Energy Bottleneck Urges Officials to Double Check Costs

China's energy supply bottleneck has forced a growing number of officials to double check costs behind the booming economy, a significant shift from GDP worship to a more scientific and down-to-earth mode of development.


"We hope Shenzhen's gross domestic product will top 1 trillion yuan (US$120 billion) in 10 years," said Li Hong Zhong, mayor of the southern boom city neighboring Hong Kong, at Monday's panel discussion of deputies of the National People's Congress from Guangdong Province.


"But according to the present consumption rate, that will cost 90 percent of the city's land and three times as much as the present consumption of water, electricity and environment resources," he said.


A forerunner of China's reform and opening up, Shenzhen reported the fastest economic growth among Chinese cities over the past 30 years.

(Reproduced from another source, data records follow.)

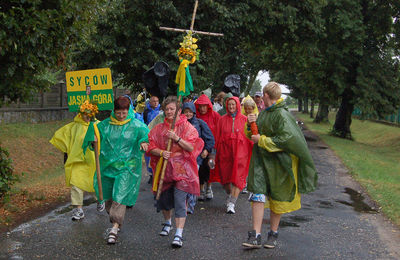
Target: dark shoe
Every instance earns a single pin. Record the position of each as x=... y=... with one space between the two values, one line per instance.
x=253 y=241
x=272 y=240
x=177 y=242
x=166 y=229
x=77 y=214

In 2004, its GDP topped 342 billion yuan (US$41 billion), up 17.3 percent over the previous year.


But Li said the city is already suffering the consequences, ranging from shortage of land and inadequate water supply to traffic congestion and ultra-high population density.


The same problem is reported in Zhejiang Province, an economic powerhouse on the eastern coast. The provincial government released at the end of last year a report on the major impacts brought by a rapid GDP growth, including loss of arable land, energy shortage and environment degradation.


Analysts said that these problems were often neglected in the past years when most Chinese municipalities, provinces and autonomous regions eagerly sought faster GDP growth, sometimes at the cost of environment, energy and manpower.


In the recent two years, the central government has urged a "scientific outlook on development" and called for more efforts to maintain coordinated and sustainable social and economic development in compliance with the "people-centered" concept repeatedly underscored by the Chinese leadership.


"We used to pursue only speed in economic growth, now we need to focus on cost-effectiveness by seeking new ways to boost overall advancement based on the scientific outlook on development," said Shenzhen Mayor Li Hongzhong.


He said the city will strive for an average annual 10-percent decline in land use appropriated for construction projects and a 4-percent drop in energy and water consumption per 10,000 yuan (US$1,205) of GDP by 2010.


Land appropriated for construction projects will be reduced from 17.7 square meters per 10,000 yuan of GDP reported in 2003 to7.7 square meters in 2010, he said.


Meanwhile, consumption of energy will be cut from 0.55 ton of standard coal per 10,000 yuan of GDP to 0.42 ton, and water consumption will hopefully drop from 51.5 to 37 cubic meters, he added.


"Other Chinese localities will hopefully draw lessons from Shenzhen's experience and avoid repeating the same problems," said Guan Runyao, a NPC deputy from Guangdong Province.